1. Spencer Dinwiddie to the Dallas Mavericks
- Mavericks get: Spencer Dinwiddie and Washington’s 2027 first-round draft pick
- Wizards get: Jalen Brunson and Dwight Powell
Brunson and Dorian Finney-Smith are playing on expiring contracts. Surely, Dallas wants to keep both players, but it’s difficult to envision them being able to do so. Plus, Tim Hardaway Jr. is likely out for the season with a fractured foot, which puts their championship hopes behind the eight-ball to begin with. Acquiring Dinwiddie in a multifaceted trade with Washington makes sense for Dallas.
Dinwiddie becomes head coach Jason Kidd’s immediate point guard, where he takes Brunson’s role. That is to say, a point guard to share ball-handling duties with Luka Doncic, who tends to act as a point forward. If Dinwiddie gets back on track, he beefs up a Mavericks team that’s trying to advance past the first round of the playoffs for the first time since their 2011 run to the NBA Finals.

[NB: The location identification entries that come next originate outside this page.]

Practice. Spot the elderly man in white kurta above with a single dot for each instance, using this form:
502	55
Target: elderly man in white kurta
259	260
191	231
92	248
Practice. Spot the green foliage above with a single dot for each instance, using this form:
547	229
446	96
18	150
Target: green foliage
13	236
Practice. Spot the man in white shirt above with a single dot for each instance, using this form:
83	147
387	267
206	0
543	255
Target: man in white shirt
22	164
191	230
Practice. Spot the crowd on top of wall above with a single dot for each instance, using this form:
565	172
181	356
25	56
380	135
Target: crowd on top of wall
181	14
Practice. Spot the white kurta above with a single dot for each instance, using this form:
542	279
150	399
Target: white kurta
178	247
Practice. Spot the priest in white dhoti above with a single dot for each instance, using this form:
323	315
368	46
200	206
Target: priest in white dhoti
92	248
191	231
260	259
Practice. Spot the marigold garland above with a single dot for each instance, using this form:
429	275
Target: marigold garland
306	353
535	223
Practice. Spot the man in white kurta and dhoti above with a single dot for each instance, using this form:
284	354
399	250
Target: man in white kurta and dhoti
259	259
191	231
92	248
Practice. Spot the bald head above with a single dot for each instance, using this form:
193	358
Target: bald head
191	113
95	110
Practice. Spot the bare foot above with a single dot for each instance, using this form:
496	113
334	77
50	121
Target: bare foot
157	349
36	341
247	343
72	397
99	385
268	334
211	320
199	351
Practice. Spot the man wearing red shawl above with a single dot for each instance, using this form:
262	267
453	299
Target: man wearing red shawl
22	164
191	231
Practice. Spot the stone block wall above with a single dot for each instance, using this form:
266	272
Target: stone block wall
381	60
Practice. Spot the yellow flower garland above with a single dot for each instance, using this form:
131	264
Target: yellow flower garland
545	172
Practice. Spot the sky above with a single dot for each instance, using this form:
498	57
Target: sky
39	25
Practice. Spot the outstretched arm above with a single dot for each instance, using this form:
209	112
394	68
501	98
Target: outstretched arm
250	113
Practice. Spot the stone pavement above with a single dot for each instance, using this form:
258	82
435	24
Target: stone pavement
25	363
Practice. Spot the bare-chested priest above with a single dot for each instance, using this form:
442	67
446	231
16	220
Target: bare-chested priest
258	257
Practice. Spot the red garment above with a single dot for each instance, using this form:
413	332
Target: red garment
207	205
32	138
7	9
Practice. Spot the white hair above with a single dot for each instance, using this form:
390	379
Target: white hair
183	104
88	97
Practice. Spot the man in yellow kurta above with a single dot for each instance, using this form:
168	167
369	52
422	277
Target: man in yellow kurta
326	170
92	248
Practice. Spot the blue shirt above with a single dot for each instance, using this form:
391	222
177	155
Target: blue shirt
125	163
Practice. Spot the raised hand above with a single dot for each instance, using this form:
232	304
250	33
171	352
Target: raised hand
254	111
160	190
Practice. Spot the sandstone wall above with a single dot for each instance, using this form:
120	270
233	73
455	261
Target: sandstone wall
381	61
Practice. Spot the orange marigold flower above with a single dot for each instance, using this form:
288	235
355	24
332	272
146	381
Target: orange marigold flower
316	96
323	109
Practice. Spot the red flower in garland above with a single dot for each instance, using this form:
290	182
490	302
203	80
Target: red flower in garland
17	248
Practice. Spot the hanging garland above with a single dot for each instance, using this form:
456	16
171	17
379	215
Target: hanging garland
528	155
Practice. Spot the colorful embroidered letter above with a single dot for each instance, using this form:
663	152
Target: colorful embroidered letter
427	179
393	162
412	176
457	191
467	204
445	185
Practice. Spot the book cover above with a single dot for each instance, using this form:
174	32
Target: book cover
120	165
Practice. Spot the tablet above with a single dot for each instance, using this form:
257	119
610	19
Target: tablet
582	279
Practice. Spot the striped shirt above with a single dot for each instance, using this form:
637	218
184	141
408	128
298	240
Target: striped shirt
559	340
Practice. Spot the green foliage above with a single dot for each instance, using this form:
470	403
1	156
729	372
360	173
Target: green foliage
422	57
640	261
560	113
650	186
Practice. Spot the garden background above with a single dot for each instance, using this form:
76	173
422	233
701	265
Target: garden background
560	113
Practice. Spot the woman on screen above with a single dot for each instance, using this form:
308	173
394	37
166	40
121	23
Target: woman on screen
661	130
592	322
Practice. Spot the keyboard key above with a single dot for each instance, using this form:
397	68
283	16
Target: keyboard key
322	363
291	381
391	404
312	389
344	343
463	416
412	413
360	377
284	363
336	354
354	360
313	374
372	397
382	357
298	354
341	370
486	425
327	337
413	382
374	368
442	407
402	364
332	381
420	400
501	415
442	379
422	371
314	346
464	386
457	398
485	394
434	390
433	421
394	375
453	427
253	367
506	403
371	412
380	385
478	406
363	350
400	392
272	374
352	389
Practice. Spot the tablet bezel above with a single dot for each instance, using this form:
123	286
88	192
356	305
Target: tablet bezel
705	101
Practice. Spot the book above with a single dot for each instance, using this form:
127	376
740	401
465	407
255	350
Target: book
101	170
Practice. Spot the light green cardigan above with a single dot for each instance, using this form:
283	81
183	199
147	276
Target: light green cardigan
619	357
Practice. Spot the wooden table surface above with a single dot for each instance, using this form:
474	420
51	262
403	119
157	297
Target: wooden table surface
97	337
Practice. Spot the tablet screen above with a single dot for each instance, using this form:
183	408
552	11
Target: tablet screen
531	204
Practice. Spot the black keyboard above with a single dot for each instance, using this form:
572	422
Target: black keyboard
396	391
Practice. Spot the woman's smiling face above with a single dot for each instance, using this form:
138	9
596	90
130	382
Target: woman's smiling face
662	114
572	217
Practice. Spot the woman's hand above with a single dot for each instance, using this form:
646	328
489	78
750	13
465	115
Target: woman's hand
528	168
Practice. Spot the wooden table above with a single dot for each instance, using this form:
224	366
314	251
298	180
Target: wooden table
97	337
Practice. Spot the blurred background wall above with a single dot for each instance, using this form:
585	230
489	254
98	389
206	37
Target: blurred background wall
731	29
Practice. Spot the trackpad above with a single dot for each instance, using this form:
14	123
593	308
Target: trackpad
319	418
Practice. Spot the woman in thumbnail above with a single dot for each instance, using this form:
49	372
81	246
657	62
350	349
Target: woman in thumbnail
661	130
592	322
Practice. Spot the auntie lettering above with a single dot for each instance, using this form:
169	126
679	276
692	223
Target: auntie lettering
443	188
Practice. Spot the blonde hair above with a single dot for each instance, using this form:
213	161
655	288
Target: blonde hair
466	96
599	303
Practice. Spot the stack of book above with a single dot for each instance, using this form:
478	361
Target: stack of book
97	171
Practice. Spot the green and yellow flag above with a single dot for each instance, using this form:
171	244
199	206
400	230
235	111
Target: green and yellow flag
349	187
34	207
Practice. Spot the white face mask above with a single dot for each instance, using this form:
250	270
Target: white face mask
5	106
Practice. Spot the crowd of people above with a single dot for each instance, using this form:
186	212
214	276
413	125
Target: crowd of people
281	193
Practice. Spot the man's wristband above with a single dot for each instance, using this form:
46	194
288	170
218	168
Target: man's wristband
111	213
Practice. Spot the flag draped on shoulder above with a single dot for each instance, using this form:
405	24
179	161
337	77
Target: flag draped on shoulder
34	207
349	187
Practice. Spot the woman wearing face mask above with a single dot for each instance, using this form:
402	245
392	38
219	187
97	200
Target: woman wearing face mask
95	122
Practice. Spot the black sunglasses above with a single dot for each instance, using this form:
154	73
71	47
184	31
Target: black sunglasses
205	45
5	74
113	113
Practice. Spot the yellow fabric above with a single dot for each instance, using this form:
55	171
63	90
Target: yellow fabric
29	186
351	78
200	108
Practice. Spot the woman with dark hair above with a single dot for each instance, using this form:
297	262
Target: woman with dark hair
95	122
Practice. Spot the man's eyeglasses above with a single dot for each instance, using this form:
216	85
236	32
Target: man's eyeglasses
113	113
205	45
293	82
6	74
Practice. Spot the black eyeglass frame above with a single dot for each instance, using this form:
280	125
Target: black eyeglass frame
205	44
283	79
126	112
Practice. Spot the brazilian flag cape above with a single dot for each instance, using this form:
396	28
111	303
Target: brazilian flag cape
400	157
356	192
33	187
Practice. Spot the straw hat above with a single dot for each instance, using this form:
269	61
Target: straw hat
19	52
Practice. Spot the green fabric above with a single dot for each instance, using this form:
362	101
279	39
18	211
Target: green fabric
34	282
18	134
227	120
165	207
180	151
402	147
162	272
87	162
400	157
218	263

Dinwiddie can be an effective, off-the-ball scorer who is a better option for the Mavericks than Brunson for at least this season given the proven nature of his game. Concerning the other elements of this trade for the Mavericks, they have the interior depth to replace Powell’s minutes and they get a much-needed future first-rounder.
This trade ensures that the Mavericks’ 2022-23 point guard is in the building. From Dinwiddie’s perspective, he goes from a monotonous Washington team to an aspirational Dallas team.
Brunson, who presumably re-signs with Washington in the offseason, could be the Wizards’ point guard of the future regardless of what the future holds for Beal. They make this trade to get younger, get out of Dinwiddie’s contract and try something different — again. It’s a win-win for both teams.